AI Image Generation Bot Implementation in Mobile Applications
Image generation on mobile — always server-side task. Stable Diffusion on device technically possible on modern iPhone (Core ML) and flagship Android, but 30–60 second generation time and overheating make it unsuitable for production app. Work through API.
Choosing Generative Model
DALL-E 3 (OpenAI). Understands complex text descriptions well, strictly follows prompt. Fixed prices per image. High quality, especially for realistic scenes and illustrations. Limitation: cannot create portraits of real people, strict moderation.
Stable Diffusion via Replicate / Modal / Runpod. Open-source model, runs on rented GPU. Huge flexibility: LoRA adapters for stylization, ControlNet for composition control, inpainting. Cheaper than DALL-E on large volumes. Models: SDXL, Flux.1, SD 3.5.
Midjourney API. No official API — only via unofficial wrapper or Discord integration. Not recommended for production due to instability.
Ideogram / Recraft. Good at text in images (logos, posters) — DALL-E and SD traditionally struggle with this.
Asynchronous Generation: Mandatory Pattern
Generation takes 3–15 seconds depending on model and complexity. Mobile client cannot keep HTTP connection open — network timeout or app backgrounding will interrupt request.
Correct pattern: polling or WebSocket.
Polling:
POST /generate → { "task_id": "abc123", "status": "queued" }
GET /tasks/abc123 → { "status": "processing", "progress": 40 }
GET /tasks/abc123 → { "status": "done", "image_url": "..." }
WebSocket / SSE: server pushes updates as ready.
On Android — WorkManager for background requests with polling, so generation continues even if user backgrounds app.

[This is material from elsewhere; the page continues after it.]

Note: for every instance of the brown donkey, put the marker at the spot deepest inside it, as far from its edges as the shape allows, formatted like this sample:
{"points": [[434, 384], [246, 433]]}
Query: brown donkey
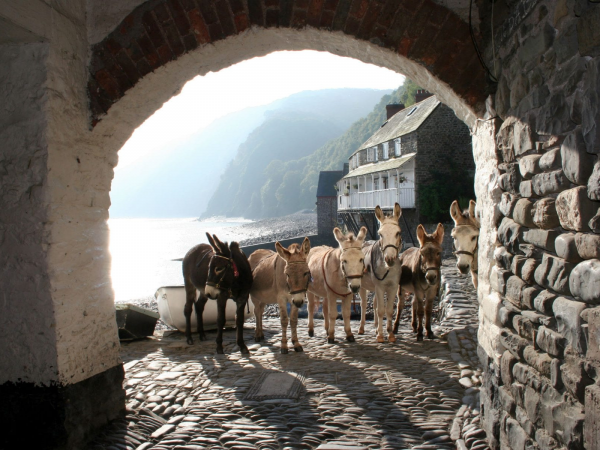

On iOS — URLSession background configuration.
// iOS: background download of result
let config = URLSessionConfiguration.background(withIdentifier: "image.generation")
let session = URLSession(configuration: config, delegate: self, delegateQueue: nil)
func pollTaskStatus(taskId: String) {
var components = URLComponents(string: "\(baseURL)/tasks/\(taskId)")!
let task = session.dataTask(with: components.url!) { [weak self] data, _, _ in
guard let result = try? JSONDecoder().decode(GenerationTask.self, from: data!) else { return }
if result.status == "done" {
self?.downloadAndDisplay(url: result.imageUrl!)
} else {
DispatchQueue.main.asyncAfter(deadline: .now() + 2) {
self?.pollTaskStatus(taskId: taskId)
}
}
}
task.resume()
}
Prompt Engineering in Mobile Bot
Mobile app users write short requests: "draw a cat," "logo for coffee shop." These are poor prompts for generation. Bot should enrich them before sending to model.
Two approaches:
LLM prompt enhancement. GPT-4o mini takes user request and transforms into detailed prompt with style, lighting, mood details.
PROMPT_ENHANCER = """
You help improve prompts for image generation.
Take a brief description and expand it into detailed prompt.
Add style, lighting, mood. Answer only in English —
that is Stable Diffusion language.
Maximum 200 words.
"""
Parametric UI. User selects style (realism / anime / oil / watercolor) via buttons, then writes description. Style is added to prompt programmatically. Simpler, more predictable.
Negative Prompt and Moderation
For Stable Diffusion negative prompt reduces artifacts. Base: blurry, low quality, deformed, extra limbs, watermark. For children/family apps add content filtering to negative prompt and safety checker server-side.
Before sending user request — OpenAI Moderation API or custom filter. Rejected requests logged.
Generation UI
Generation process should be visually interesting, not just spinner:
- Animated placeholder as progressbar or shimmer effect
- Show stages: "Analyzing request → Generating → Processing"
- After ready — smooth image appearance (fade in / reveal animation)
Result: buttons "Download," "Share," "Generate Again," "Edit Prompt." Gallery of previous generations in session.
Variations and Editing
DALL-E 3 supports inpainting — replacing part of image. Stable Diffusion via img2img allows iteration on base image. For mobile UI this means area selection tool (mask) over image — like eraser.
Implementation Process
Choose generative API for task and app style.
Backend: task queue, asynchronous generation, result storage.
Prompt enrichment via LLM.
Mobile UI with progress animation and gallery.
Test with real user requests, tune moderation.
Timeline Estimates
Basic bot with DALL-E 3 / Replicate API — 1 week. With style variation, img2img, prompt engineering and gallery — 3–4 weeks.